The third implication is that insurance companies are way ahead of the curve on this issue and they will be driving change long before government or scientific organisations can get their ducks in a row. The good news is that you don’t have to do all the heavy thinking about the future because risk owners have already taken this on board, and are thinking on your behalf. Anticipate big changes in policy requirements, most notably around coping strategies and due diligence that will need to be performed by people elected to act on behalf of others.

So, what can home owners, bodies corporate, estate managers and HOAs do about this?

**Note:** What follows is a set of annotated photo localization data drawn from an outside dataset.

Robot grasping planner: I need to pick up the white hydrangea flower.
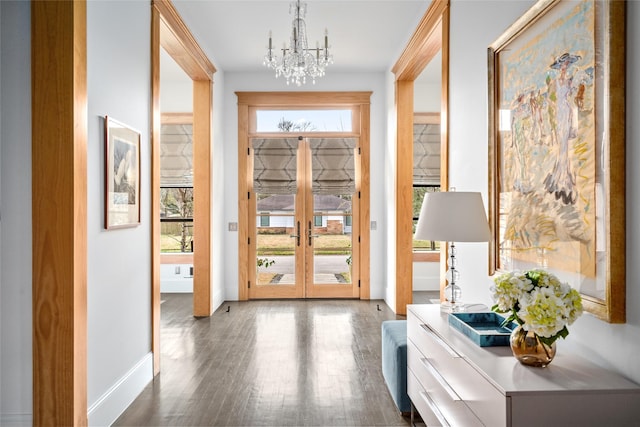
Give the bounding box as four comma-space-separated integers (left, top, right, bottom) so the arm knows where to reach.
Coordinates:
518, 286, 566, 338
563, 288, 583, 325
491, 271, 532, 311
491, 269, 583, 345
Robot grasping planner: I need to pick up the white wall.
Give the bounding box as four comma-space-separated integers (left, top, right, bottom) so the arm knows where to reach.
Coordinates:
413, 262, 440, 291
160, 48, 193, 113
222, 71, 387, 300
160, 264, 193, 293
0, 2, 32, 424
86, 2, 153, 425
414, 82, 441, 113
212, 70, 227, 309
448, 0, 640, 384
384, 71, 397, 309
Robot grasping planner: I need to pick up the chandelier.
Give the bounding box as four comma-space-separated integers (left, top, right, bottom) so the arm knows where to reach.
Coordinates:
263, 0, 333, 86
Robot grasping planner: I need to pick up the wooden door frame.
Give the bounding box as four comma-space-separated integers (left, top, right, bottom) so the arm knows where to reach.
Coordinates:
236, 92, 372, 301
151, 0, 215, 375
32, 2, 88, 424
392, 0, 450, 315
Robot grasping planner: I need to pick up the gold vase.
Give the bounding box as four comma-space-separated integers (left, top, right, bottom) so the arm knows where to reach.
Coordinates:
510, 325, 556, 367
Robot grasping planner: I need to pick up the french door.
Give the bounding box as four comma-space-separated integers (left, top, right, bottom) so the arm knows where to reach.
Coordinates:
249, 137, 360, 299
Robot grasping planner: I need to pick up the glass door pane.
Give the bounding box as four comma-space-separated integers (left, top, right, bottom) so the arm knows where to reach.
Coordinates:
305, 138, 358, 298
250, 138, 303, 299
255, 203, 296, 286
311, 194, 352, 285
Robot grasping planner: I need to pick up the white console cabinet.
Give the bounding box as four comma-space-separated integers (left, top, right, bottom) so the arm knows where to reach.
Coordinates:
407, 304, 640, 427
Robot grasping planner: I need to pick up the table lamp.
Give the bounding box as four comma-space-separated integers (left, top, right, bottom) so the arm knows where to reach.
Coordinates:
414, 191, 491, 311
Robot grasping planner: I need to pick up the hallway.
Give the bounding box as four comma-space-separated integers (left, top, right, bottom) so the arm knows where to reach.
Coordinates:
114, 295, 412, 426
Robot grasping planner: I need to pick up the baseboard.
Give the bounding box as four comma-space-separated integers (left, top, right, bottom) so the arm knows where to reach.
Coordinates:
0, 413, 32, 426
88, 352, 153, 427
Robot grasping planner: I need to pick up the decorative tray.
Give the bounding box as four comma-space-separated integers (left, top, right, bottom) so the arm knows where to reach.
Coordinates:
448, 312, 516, 347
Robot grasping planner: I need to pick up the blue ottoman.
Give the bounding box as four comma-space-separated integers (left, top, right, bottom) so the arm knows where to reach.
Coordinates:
381, 320, 410, 414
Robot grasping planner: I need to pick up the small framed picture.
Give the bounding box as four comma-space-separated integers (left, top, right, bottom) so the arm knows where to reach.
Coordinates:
105, 116, 141, 229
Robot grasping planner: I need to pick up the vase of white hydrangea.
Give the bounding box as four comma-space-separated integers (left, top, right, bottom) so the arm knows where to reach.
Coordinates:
491, 269, 583, 367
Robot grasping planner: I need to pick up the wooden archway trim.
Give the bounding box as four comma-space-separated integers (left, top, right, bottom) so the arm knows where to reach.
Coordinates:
393, 0, 450, 315
393, 0, 447, 80
153, 0, 215, 80
151, 0, 215, 376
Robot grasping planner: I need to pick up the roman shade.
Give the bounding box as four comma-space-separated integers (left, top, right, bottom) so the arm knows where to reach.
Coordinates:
413, 123, 440, 186
252, 138, 299, 195
161, 123, 193, 187
309, 138, 357, 195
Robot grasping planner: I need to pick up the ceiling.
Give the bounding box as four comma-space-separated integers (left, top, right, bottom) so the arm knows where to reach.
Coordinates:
169, 0, 435, 79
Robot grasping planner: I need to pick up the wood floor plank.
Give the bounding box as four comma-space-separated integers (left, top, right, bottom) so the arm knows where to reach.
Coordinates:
114, 295, 413, 426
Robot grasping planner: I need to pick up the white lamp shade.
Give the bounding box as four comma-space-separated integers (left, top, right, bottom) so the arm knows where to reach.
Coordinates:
414, 191, 491, 242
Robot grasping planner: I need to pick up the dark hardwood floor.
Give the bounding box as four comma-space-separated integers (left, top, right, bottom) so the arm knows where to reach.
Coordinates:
113, 295, 421, 427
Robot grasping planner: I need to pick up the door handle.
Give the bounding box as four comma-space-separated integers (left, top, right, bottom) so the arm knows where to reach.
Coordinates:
308, 221, 319, 246
289, 221, 300, 246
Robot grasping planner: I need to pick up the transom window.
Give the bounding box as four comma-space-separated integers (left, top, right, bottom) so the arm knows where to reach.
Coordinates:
256, 109, 353, 133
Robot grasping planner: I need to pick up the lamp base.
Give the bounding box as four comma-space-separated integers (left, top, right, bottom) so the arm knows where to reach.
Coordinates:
440, 300, 467, 313
443, 282, 463, 312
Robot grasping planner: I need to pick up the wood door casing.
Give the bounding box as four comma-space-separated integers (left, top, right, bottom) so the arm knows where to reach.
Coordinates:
151, 0, 215, 376
392, 0, 450, 315
237, 92, 371, 301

Firstly, elect trustees or appoint directors and managing agents that are both competent and conversant with global warming as an issue. Denialists do not serve your best interest, and they undermine adaptive efforts by raising alternative debates using well-honed but false arguments. It’s not helpful if a person with fiduciary responsibility, elected to act in the best interests of others, spends their energy in propagating conspiracy theories about colluding scientists enriching themselves. Your best interests will be served by electing honest people, with an open mind, and the willingness to forge partnerships. Einstein said that the level of ingenuity needed to solve a problem exceeds the level of ingenuity that created the problem in the first place. What this means is that no single entity will be able to solve the problems arising from global warming. It will test our collective capacity to forge partnerships, so your elected leadership should promote this endeavour rather than undermine it.

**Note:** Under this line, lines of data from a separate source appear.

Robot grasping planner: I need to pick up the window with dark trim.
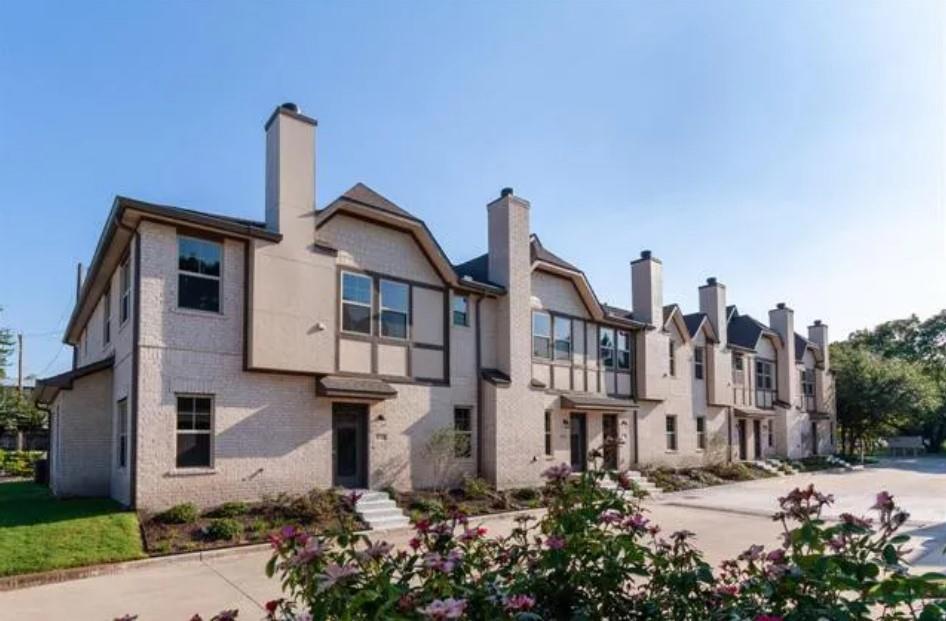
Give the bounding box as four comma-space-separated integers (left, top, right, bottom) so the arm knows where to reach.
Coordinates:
800, 369, 816, 412
544, 410, 552, 456
102, 287, 111, 346
176, 395, 213, 468
117, 398, 128, 468
694, 346, 705, 380
341, 271, 372, 335
665, 415, 677, 451
532, 311, 552, 359
668, 339, 676, 376
379, 279, 409, 339
453, 407, 472, 458
696, 416, 706, 450
120, 255, 131, 325
599, 327, 615, 368
617, 330, 631, 370
732, 353, 744, 384
768, 422, 774, 447
452, 295, 469, 326
553, 316, 572, 361
755, 359, 776, 409
178, 236, 221, 312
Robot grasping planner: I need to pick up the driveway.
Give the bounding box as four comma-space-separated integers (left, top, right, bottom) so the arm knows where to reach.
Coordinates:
2, 458, 943, 620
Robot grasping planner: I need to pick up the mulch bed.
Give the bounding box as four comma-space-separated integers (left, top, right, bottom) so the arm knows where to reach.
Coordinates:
140, 490, 365, 555
393, 485, 546, 524
642, 462, 777, 493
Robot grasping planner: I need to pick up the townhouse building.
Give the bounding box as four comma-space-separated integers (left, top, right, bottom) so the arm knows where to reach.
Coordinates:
35, 104, 836, 510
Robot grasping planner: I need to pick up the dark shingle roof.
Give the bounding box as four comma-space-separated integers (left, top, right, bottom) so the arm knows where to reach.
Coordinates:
530, 235, 580, 272
727, 310, 771, 351
795, 333, 814, 362
335, 182, 419, 221
602, 304, 635, 322
662, 304, 679, 324
683, 312, 708, 338
453, 253, 502, 288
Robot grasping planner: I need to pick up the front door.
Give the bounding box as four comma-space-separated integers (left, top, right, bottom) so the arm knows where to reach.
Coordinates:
569, 413, 587, 472
332, 403, 368, 488
738, 419, 748, 461
602, 414, 618, 470
753, 420, 762, 459
811, 421, 818, 456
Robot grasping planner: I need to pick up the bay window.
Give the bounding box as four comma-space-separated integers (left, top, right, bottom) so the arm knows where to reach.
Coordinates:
341, 272, 372, 334
532, 311, 552, 359
553, 316, 571, 361
379, 279, 409, 339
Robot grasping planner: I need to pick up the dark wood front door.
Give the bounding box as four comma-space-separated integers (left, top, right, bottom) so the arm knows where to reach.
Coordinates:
753, 420, 762, 459
333, 403, 368, 488
738, 419, 748, 461
811, 421, 818, 456
569, 413, 587, 472
602, 414, 618, 470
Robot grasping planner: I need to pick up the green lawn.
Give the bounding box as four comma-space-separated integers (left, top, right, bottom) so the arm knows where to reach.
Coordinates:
0, 481, 144, 576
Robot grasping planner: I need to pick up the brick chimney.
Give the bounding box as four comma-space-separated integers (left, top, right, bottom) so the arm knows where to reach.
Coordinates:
698, 277, 727, 346
631, 250, 663, 326
808, 320, 829, 369
264, 102, 317, 247
768, 303, 797, 406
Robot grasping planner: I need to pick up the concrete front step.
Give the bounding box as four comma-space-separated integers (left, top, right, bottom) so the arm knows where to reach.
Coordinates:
344, 489, 411, 531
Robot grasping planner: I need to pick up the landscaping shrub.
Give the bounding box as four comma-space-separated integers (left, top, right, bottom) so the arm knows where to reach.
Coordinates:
461, 477, 491, 500
207, 501, 249, 518
706, 461, 756, 481
242, 463, 946, 620
510, 487, 539, 502
156, 503, 199, 525
205, 518, 242, 541
408, 496, 444, 516
0, 450, 44, 478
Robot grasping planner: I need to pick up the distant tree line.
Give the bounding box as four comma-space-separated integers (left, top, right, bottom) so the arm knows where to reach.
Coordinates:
832, 310, 945, 455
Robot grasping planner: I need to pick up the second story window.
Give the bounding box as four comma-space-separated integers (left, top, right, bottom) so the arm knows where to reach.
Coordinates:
178, 237, 221, 313
599, 327, 615, 368
532, 311, 552, 359
668, 340, 676, 376
617, 330, 632, 370
102, 286, 111, 346
553, 316, 571, 361
694, 346, 704, 380
801, 369, 816, 411
379, 280, 409, 339
452, 295, 469, 326
733, 353, 744, 384
341, 272, 372, 335
120, 254, 131, 325
755, 359, 776, 409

Secondly, mandate the directors and trustees to forge partnerships. This implies that the directors and/or trustees have the skills needed to create working relationships that become stronger than the individuals, and transcend personal egos. Arguably the two most important partnerships will be with your insurance provider, and with the municipality that provides basic services. In this regard, engage actively with these people.

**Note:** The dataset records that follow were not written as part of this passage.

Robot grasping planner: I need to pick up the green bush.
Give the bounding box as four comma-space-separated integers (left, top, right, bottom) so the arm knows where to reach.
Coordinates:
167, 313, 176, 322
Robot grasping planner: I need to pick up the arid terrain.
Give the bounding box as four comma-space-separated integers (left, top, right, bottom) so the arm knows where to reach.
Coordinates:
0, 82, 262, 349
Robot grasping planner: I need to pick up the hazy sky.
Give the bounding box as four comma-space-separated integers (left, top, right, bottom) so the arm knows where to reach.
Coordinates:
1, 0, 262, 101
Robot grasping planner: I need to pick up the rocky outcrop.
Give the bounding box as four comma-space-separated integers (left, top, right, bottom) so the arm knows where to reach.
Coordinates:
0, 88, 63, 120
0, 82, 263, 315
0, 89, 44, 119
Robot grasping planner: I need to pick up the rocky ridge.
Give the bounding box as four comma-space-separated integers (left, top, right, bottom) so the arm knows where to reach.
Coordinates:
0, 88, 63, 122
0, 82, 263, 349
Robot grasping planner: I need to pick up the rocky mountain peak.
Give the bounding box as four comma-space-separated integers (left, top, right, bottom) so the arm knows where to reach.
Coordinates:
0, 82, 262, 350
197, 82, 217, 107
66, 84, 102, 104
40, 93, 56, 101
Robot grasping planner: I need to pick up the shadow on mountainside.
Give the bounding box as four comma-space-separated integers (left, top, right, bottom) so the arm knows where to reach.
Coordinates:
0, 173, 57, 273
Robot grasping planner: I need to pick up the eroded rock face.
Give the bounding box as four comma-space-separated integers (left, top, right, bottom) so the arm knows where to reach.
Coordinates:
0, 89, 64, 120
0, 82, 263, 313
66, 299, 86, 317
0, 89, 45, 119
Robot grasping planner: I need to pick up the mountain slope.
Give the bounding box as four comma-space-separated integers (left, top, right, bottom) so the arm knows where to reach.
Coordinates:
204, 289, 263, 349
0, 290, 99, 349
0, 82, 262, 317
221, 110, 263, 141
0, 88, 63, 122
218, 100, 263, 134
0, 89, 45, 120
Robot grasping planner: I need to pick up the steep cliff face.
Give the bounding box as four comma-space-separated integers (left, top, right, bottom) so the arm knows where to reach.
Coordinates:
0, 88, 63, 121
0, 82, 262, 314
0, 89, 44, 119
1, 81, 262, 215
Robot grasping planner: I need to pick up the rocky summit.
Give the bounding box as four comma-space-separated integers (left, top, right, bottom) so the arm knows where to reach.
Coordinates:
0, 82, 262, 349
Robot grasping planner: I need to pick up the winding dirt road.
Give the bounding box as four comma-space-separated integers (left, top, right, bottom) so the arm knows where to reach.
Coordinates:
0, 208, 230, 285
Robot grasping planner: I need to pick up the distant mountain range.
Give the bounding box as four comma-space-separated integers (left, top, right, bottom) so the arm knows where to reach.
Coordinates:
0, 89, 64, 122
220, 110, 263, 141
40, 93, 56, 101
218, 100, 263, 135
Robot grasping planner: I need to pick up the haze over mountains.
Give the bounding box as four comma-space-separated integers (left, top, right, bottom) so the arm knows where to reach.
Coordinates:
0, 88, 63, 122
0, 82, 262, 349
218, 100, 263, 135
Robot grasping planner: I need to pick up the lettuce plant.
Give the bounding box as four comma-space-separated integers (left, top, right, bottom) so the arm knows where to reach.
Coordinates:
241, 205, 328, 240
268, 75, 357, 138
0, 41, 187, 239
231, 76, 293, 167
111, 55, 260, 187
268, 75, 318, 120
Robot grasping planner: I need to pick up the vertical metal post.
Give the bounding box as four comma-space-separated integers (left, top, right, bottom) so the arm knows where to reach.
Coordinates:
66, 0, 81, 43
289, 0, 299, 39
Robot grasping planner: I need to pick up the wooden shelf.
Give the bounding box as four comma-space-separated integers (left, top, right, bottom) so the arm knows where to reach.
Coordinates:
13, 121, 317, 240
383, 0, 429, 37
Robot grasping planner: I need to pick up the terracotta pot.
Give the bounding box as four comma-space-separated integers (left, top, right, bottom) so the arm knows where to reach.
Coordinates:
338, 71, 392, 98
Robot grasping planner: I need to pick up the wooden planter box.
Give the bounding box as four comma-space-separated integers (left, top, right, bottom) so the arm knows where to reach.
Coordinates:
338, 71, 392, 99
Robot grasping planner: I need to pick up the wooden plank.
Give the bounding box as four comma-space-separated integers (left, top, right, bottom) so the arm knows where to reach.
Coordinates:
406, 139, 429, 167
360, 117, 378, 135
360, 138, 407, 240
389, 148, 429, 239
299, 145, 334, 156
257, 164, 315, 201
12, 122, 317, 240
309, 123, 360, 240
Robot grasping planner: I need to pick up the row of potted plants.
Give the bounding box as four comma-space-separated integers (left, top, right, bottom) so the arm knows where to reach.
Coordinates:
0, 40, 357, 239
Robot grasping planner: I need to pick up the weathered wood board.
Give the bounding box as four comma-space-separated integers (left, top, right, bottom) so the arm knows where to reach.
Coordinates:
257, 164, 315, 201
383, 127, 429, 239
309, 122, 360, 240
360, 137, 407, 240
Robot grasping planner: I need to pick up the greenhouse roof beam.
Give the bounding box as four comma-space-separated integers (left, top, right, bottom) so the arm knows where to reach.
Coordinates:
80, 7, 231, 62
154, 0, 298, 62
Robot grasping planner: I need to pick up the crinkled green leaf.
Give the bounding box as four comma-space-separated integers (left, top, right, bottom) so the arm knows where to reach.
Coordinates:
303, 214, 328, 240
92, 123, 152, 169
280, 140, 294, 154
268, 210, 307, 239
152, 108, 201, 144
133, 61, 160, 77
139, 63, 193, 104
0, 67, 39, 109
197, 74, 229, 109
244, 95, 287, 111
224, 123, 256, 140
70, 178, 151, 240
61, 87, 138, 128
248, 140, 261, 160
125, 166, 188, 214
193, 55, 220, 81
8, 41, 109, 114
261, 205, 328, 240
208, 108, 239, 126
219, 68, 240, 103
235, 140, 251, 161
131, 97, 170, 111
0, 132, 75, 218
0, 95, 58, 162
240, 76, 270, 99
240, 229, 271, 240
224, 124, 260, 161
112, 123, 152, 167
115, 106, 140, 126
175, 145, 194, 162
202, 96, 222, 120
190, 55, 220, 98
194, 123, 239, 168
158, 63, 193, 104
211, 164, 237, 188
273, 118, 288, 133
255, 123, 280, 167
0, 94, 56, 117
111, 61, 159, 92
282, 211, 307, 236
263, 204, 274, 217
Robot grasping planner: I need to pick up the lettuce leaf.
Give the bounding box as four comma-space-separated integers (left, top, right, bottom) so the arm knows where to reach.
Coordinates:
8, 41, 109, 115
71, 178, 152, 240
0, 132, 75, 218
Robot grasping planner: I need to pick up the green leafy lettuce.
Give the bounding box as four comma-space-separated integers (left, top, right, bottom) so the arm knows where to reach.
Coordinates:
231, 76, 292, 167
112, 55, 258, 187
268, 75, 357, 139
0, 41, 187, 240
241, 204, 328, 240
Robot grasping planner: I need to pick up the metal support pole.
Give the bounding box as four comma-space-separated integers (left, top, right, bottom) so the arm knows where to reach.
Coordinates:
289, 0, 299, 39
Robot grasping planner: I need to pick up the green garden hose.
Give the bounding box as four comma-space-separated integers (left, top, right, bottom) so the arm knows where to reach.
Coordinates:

Ask the municipality to give you a written document stating the current and projected assurance of supply levels for basic services like potable water, sanitation and electricity. Ask them about the design limitations of current infrastructure such as flood control measures that will receive larger than average peak flows after extreme events. Ask them about water supply for fire management – a fire in Braamfontein on 17 April 2017 gutted an entire building simply because firefighters were confronted with dry hydrants.

Finally, generate internal conversations about coping strategies, as these will grow the support base needed for viable adaptive responses – and keep an open mind. It’s easy to go down the rabbit hole in one direction only – most people think of floods, droughts or raging fires when asked about the impact of climate change. But, in reality, none of these is the most significant risk to life and human wellbeing. Changes in climate affect every living thing, and it’s the changes in biology that pose the greatest threat. The spread of toxic blue-green algae, which is releasing potent toxins into two-thirds of our national water resource impoundments, the multi-drug-resistant pathogens being incubated in our sewerage-overloaded rivers, and the primitive microbes awakening from millennia of dormancy as the permafrost in the tundra melts are likely to have effects that will increasingly be felt across society in ways few people can currently comprehend.

Global warming is real, folks. We all know prevention is better than cure, but we missed that boat a few years back, so now we need to learn how to adapt because it’s too late to mitigate.